Critique of Karl Popper’s “The Open Society and Its Enemies”

I keep reading Karl Popper’s book “The Open Society and Its Enemies” (1945), and trying to understand his stand on various issues.

There is much in the views of Karl Popper with which I agree, but there are some fundamental things with which I disagree.

Let me start with the things I agree with. I agree with his views on Plato and Marx. He thinks of Plato as a totalitarian, and of Marx as admirable in his descriptions and analyses of capitalism of his day, but as totally wrong in his prophesies. I also agree with him on the need of governments to take a “negative utilitarian” stance — meaning that governments should strive to minimize harm, rather than to try to promote a nebulous good or happiness. I also agree with him on the need to be rational, and the need for an open society which allows for free speech (including the right of assembly and protest). I was also impressed by his description of an “abstract” society — very insightful and prophetic.

After these agreements, you may wonder what possibly would I disagree with. There are several things: his stance on definitions and “essences,” and, what appears to me to be a disparaging view of nationalism. But here I will not discuss these. The fundamental disagreement which I have with Popper is over his non-critical view of liberal democracy. In other words he approves of mass democracy, with a parliament and a president or a prime minister. And he seems to be nonchalant about the fact that dictators such as Mussolini and Hitler gained power in liberal democracies. Well, it is understandable when some dictator grabs power through a revolution or a military coup. But for liberal democracies to sprout dictators — to use Popper’s favorite method of modus tollens — constitutes a refutation of liberal democracy. But he does not see this. And he does not seem to have the imagination to envision other hypotheses about an acceptable form of democracy. The most glaring omission is that Popper never mentions Switzerland, which is, in my opinion, the best form of liberal mass democracy. The difference between Switzerland and all other forms of liberal democracy is that Switzerland does not place executive power into the hands of one individual, but disperses it among seven co-equal individuals. Furthermore, Popper seems to have no conception of anarchism. He could have cited the anarchism of Nestor Makhno in Ukraine during the Russian Civil War (1918-21), or the anarchism during the Spanish Civil War and Revolution (1936-9). But, he does not.

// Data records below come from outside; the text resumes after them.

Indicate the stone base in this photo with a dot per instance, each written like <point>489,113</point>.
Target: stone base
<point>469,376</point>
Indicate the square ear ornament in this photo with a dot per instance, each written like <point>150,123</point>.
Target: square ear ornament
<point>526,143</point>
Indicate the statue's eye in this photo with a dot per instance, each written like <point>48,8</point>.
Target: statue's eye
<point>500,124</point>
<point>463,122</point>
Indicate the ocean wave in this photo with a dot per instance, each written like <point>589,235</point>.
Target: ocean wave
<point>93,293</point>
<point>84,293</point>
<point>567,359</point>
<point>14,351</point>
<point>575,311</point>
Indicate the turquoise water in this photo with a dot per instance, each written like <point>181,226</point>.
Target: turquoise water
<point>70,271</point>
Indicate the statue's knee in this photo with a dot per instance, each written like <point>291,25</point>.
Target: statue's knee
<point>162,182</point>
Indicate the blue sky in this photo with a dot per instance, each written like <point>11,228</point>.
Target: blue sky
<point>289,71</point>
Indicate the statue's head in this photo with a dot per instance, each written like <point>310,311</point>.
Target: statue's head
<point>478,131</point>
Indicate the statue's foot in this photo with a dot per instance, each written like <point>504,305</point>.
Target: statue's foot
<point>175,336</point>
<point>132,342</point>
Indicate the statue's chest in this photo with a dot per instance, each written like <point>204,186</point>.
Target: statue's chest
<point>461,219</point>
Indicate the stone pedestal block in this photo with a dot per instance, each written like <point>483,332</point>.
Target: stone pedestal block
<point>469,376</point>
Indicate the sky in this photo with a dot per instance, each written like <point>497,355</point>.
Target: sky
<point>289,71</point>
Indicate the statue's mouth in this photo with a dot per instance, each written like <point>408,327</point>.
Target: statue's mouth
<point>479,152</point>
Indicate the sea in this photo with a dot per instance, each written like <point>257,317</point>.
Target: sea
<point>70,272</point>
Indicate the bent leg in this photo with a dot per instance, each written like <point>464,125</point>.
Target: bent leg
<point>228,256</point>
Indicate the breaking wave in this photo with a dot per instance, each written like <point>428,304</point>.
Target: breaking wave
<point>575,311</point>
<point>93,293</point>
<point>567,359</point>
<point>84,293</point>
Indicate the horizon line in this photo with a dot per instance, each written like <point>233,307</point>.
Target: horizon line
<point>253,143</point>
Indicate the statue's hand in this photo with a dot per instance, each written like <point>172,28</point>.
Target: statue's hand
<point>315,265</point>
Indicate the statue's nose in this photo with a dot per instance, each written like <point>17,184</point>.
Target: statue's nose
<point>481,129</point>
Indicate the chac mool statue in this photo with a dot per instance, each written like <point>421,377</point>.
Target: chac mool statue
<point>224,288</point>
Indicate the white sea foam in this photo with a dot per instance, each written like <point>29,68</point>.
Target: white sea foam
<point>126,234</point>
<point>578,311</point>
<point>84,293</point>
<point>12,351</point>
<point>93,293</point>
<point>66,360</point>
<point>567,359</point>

Another point. He tries to distinguish “utopian engineering” from “piecemeal engineering.” Put otherwise, he is expressing a faith in social democracy as contrasted with revolution. I find that this distinction is not clear, for the simple reason, that a single piece of legislation could constitute a revolution. For example, according to Crane Brinton, the French Revolution occurred when Louis XVI agreed to the demands of the Third Estate that all three Estates meet together as the National Assembly. Another piece of social engineering — the passing of the 13th Amendment to the U.S. Constitution, which freed the slaves, was a revolution. And I can envision that the following other amendments to the U.S. Constitution which would also constitute revolutions. Introducing a Swiss style Federal Council, or an agrarian amendment giving each citizen the right to a chunk of free subsistence land — would both be revolutions.

The problem with this approach to “piecemeal engineering” revolutions is that it will not work, because of the structure of liberal democracies. They are structurally controlled by the rich, and the rich will never legislate such revolutionary amendments.